Let it go (it doesn’t matter if they know you or not) is one of MyAlzheimersstory.com’s most shared pieces. When I posted it on Facebook in January 2020, long-time follower Elizabeth Dunbar shared this delightful story:

My dad knew my essence until his last breath. Labeling and putting people in boxes and pigeon holes is a human convention. Other animals recognize each other without knowing relationships or each other’s history. They just accept.

So whether Dad knew my name or my relationship to him or not didn’t matter to me. I remember going away for a few days about a year before he died. When I returned, I bounced into his room as always. He looked quizzical. I realized he didn’t totally remember me, and I gave him permission to do that.

“I know you’re not feeling well enough these days to totally remember me,” I said. “Is it ok to give you a hint?”

He nodded his assent.

“Well I’m the daughter. One of two children you had. I’m the one that talks a lot!” I joked.

He threw his head back and laughed with tears in his eyes.
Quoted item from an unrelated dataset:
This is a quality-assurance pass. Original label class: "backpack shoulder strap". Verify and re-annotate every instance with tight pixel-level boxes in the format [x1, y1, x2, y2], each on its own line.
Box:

”Your name: it’s a Queen,” he said.

“Yes, that’s right,” I said. “I’m Elizabeth. Queen Elizabeth.”

We both laughed.

This was a simple conversation we had many times after that. Sometimes I think he was lucid and pulling one over on me, because that would be him. I always treated him like he was my dad, and let him know that any forgetting was simply okay.

I love this story. It’s so hopeful and helpful, and speaks to the power of playfulness and going with the flow. Thank you so much Queen Elizabeth Dunbar.

it doesn’t matter if they know you or not

20 great questions to ask when a loved one with dementia doesn’t recognize you anymore

how often do we fail to recognize them?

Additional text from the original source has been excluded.